The final analysis included data from 267 patients (median age, 50 years; range, 43-56), of whom 134 received sorafenib and 133 received placebo.
Patients assigned sorafenib achieved longer median EFS (21 months vs. 9 months) and a higher rate of 3-year EFS (40% vs. 22%; HR = 0.64; 95% CI, 0.45-0.91).
Median OS had not been reached in either group. After 3 years of follow-up, 63% of patients assigned sorafenib and 56% of patients assigned placebo remained alive.
The most common grade 3 or higher adverse events in both study groups included fever (54% for sorafenib vs. 53% for placebo), infections (34% vs. 41%), pneumonia (14% vs. 16%) and pain (11% vs. 10%).
Several grade 3 or higher adverse events occurred at significantly higher rates in the sorafenib arm, including fever (RR = 1.54; 95% CI, 1.04-2.28), diarrhea (RR = 7.89; 95% CI, 2.94-25.2), bleeding (RR = 3.75; 95% CI, 1.5-10), cardiac events (RR = 3.46; 95% CI, 1.15-11.8) and rash (RR = 4.06; 95% CI, 1.25-15.7).
Grade 3 or higher hand-foot-skin reactions only occurred in the sorafenib group.
Seven treatment-related deaths occurred (sorafenib, n =4; placebo, n =3). Causes of treatment-related death included pneumonia (sorafenib, n = 2; placebo, n = 2), toxic liver failure (placebo, n = 1) and other infections (sorafenib, n = 2).

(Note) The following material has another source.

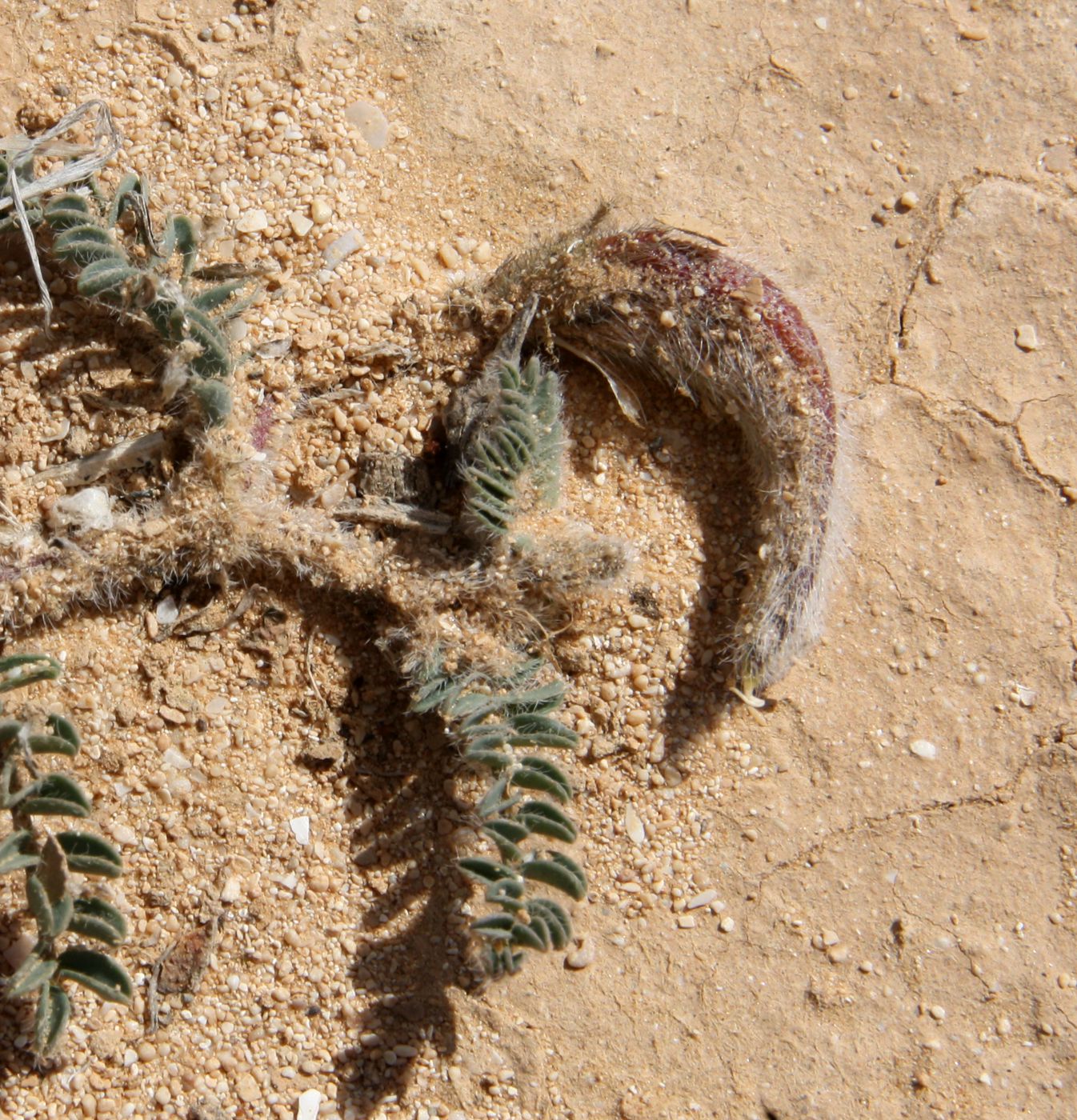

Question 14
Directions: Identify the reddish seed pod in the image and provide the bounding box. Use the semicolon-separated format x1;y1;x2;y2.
478;222;839;706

“The data provide the first randomized evidence for the efficacy of a multikinase inhibitor in unselected AML, but also show the additional toxicity of sorafenib in combination with standard chemotherapy,” Röllig and colleagues wrote. “OS after long-term follow-up and a confirmatory trial are needed for a final assessment on the value of sorafenib in the treatment of AML.”
In an accompanying editorial, Naval Daver, MD, and Marina Konopleva, MD, PhD, both of the department of leukemia at The University of Texas MD Anderson Cancer Center, examined the homogeneity of response in certain areas.

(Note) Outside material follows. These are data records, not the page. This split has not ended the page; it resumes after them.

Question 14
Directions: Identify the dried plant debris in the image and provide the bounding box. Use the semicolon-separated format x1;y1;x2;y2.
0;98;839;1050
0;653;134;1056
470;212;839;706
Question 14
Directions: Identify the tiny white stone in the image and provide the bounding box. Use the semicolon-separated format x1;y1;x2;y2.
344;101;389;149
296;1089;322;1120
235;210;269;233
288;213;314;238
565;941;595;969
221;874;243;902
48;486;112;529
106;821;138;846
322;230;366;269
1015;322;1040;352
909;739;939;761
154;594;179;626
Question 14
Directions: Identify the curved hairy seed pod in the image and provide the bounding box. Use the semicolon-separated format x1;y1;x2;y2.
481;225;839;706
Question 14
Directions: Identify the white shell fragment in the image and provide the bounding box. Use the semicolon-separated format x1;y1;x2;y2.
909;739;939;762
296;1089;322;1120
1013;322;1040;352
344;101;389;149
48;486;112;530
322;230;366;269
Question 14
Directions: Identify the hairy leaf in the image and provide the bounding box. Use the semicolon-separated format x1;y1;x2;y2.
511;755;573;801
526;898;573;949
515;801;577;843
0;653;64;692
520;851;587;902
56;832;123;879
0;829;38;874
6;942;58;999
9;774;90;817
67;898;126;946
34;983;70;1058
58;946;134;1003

“The proportion of patients achieving complete remission and 60-day mortality were similar in the two groups,” Daver and Konopleva wrote. “A possible explanation for this finding is that the overall population of allogeneic HSCTs (including as salvage therapy) was higher in the placebo group than in the sorafenib group (79 [59%] of 133 vs. 68 [51%] of 134). Similar survival with a lower proportion of allogeneic HSCTs in the sorafenib group argues for the potential benefit of incorporating this drug in standard first-line therapy in patients 60 years or younger with AML."

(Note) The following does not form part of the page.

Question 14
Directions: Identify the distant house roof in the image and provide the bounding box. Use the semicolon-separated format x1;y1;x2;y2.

Daver and Konopleva further hypothesized that salvage therapy options may influence OS.
“Patients relapsing in the placebo group had a significantly improved OS with subsequent salvage strategies compared with patients relapsing on sorafenib treatment,” they wrote. “This improved survival with salvage treatments suggests that treatment with sorafenib selects resistant leukemic cells that can more readily adapt to therapeutic pressures and are more refractory to subsequent therapies. Potential strategies to prevent the selection and expansion of such subclones are currently under investigation.” – by Cameron Kelsall
Disclosure: Bayer Healthcare provided funding for this study. Röllig reports no relevant financial disclosures. Please see the full study for a list of all other researchers’ relevant financial disclosures. Daver reports grants and personal fees outside the submitted work from Bristol-Myers Squibb, Incyte, Karyopharm, Novartis and Sunesis. Konopleva reports grants outside the submitted work from AbbVie, Lilly Oncology and Novartis.